ÜRÜNLER KUZEY IRAK'A
Han içinde her katta üretim var. Tek tek kapılarını çalıyoruz. Bazıları bize içeri alıyor, bazıları ise “patron yok” diyerek kapıyı kapatıyor. Başka bir atölyenin sahibi ile konuşma imkânı buluyoruz. Hangi firmalara üretim yaptıklarını soruyoruz. Ancak firma ismi vermiyor. “Piyasaya üretim yapıyoruz” diyen atölye sahibi, “Bize ne tarz ürün istiyorlarsa sipariş veriyorlar. Ona göre üretim yapıyoruz. Türkiye’nin birçok yerinde ürünlerimiz satılıyor.
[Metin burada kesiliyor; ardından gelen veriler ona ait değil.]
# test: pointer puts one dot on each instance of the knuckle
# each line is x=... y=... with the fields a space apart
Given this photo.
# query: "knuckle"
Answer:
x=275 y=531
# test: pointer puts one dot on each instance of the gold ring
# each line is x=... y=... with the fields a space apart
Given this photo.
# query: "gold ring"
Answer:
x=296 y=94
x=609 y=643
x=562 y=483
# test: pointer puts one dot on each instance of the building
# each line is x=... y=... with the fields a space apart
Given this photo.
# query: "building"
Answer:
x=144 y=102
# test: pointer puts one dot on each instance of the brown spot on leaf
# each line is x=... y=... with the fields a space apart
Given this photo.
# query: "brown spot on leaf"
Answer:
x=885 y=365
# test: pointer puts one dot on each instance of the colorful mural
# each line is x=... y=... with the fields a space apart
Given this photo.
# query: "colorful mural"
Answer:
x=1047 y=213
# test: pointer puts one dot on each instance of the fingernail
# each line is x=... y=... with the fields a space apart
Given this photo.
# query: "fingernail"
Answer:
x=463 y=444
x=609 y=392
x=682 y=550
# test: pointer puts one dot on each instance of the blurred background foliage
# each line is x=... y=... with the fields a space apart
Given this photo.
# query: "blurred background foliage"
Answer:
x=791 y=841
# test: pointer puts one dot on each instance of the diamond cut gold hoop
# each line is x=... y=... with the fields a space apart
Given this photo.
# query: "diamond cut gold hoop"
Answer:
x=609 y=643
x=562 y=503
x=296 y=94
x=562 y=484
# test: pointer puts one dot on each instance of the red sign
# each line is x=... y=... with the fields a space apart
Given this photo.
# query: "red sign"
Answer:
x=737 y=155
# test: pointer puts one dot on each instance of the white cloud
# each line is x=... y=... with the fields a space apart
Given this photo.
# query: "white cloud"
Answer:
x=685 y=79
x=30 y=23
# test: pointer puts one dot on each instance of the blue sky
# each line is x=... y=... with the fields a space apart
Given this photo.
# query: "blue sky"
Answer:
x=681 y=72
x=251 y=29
Ancak bulunduğumuz handa genellikle ihracat malları üretiliyor. Ürünler genelde Kuzey Irak’a ihraç ediliyor” ifadelerini kullanıyor.
HANDA 250 KİŞİ ÇALIŞIYOR
Küçükpazar’daki hanın güvenlik görevlisi ise handa eskisi gibi fazla çalışan olmadığını, geçmişte 700-800 kişinin çalıştığını ancak sayının şimdi 200-250 civarında olduğunu söylüyor. Handa gezmeye devam ediyoruz. Koridorlarda koli taşıyan birçok çocuk var. Taşıdıkları kolilerin üzerinde ise bilinen markaların logoları var. Handa tekstil atölyesinde çalışan bir Türk’e koli üzerinde yazan markaya mı üretim yaptıklarını soruyoruz. Önce üretimin kime yapıldığını bilmediğini söylüyor. Ancak sohbet devam ediyor. Bu kez kolileri dışarıdan aldıklarını, söz konusu markların üretiminin han içinde yapılmadığını söylüyor.